'Broken' mental health service in need of €85m

'Broken' mental health service in need of €85m

Mental Health Reform chief executive Fiona Coyle is calling on the Government to invest €85m in Ireland’s mental health services in Budget 2022 to address the long-term mental health impact of the Covid-19 pandemic. Picture: Conor McCabe Photography

Ireland is facing a psychiatric “shadow pandemic” where the burden of trauma will have a profound impact on mental health and primary care services for many years, according to a pre-budget submission.

Mental Health Reform called on the Government to invest €85m in mental health services next year – including €65m on developing new services.

MHR chief executive officer Fiona Coyle said the country “cannot go back to a broken system”, dogged by long waiting lists, staff shortages and a lack of available therapeutic support in many areas.

She said Ireland spends 6% of its overall health budget on mental health, compared to 10-13% in Sweden, Netherlands, Germany, France and the UK – and urged the Government to bring the level to 10% by 2024.

MHR wants the following investment in Budget 2022:

  • Recruitment of primary care psychologists and assistant psychologists to reduce waiting times and divert referrals from specialist services;
  • €2m in national advocacy services for children and adults with mental health difficulties in hospital, prison, residences and in the community;
  • €6.5m for the national expansion of the CAMHS Connect model to improve out-of-hours crisis intervention mental health services for children and young people;
  • €7.8m in national clinical programmes to meet specific mental health needs, including eating disorders and psychosis;
  • €15m in the community and voluntary sector to support the delivery of mental health services, including counselling and psychotherapy;
  • Affordable housing for people with mental health disabilities, including €1m to maintain 10 tenancy sustainment officer posts;
  • €5.5m to improve mental health supports in the prison system.

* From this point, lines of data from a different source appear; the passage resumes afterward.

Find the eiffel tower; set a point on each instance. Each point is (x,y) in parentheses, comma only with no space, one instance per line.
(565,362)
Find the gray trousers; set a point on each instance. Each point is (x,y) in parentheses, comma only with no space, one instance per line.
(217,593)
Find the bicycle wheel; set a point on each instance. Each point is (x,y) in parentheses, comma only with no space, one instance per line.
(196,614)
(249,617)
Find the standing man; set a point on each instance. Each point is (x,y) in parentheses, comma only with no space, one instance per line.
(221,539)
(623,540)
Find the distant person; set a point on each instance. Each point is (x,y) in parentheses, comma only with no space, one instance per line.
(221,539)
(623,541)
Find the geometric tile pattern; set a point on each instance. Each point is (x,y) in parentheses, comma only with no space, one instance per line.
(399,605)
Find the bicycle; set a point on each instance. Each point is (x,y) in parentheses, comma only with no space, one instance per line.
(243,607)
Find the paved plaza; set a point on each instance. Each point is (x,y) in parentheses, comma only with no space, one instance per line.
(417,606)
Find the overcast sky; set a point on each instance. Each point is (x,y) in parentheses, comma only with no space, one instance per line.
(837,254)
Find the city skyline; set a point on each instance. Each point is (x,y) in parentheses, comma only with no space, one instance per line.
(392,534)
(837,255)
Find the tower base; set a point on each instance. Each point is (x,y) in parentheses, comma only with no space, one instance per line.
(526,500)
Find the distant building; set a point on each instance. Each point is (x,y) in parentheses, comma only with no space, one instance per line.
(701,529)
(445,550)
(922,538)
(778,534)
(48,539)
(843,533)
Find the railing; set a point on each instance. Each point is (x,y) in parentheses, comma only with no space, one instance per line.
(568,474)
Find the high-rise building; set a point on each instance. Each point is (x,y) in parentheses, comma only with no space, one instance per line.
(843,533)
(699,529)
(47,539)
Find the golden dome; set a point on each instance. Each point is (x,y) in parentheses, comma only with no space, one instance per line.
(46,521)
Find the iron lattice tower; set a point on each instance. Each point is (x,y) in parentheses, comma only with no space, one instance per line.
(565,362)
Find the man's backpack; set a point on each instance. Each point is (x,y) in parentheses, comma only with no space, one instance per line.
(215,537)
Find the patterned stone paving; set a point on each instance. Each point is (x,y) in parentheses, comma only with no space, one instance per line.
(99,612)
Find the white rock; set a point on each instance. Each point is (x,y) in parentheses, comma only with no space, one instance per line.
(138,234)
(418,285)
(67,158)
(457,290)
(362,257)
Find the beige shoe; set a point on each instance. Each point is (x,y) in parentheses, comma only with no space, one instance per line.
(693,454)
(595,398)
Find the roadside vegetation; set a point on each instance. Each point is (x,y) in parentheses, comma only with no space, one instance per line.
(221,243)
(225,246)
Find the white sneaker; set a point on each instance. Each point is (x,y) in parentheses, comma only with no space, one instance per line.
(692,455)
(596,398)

The investment in national clinical programmes includes €4m to continue the rollout of the promised three new eating disorder teams and “sufficient funding” to complete the delivery of all 16 planned teams across the country.

Ms Coyle said Covid-19 was “a mental health emergency" as well as a physical health one, adding: “There is a deep and growing concern that the largest and longest- term consequence of this pandemic will be felt in the significant mental health impact in the months and years ahead."

MHR is a national coalition representing 77 community and voluntary organisations.

“Our mental health system is under severe pressure with long waiting lists, staff shortages and a lack of therapeutic support in many areas,” said Ms Coyle. 

“The pandemic has further exposed these shortfalls as mental health services struggle to meet increasing demand.”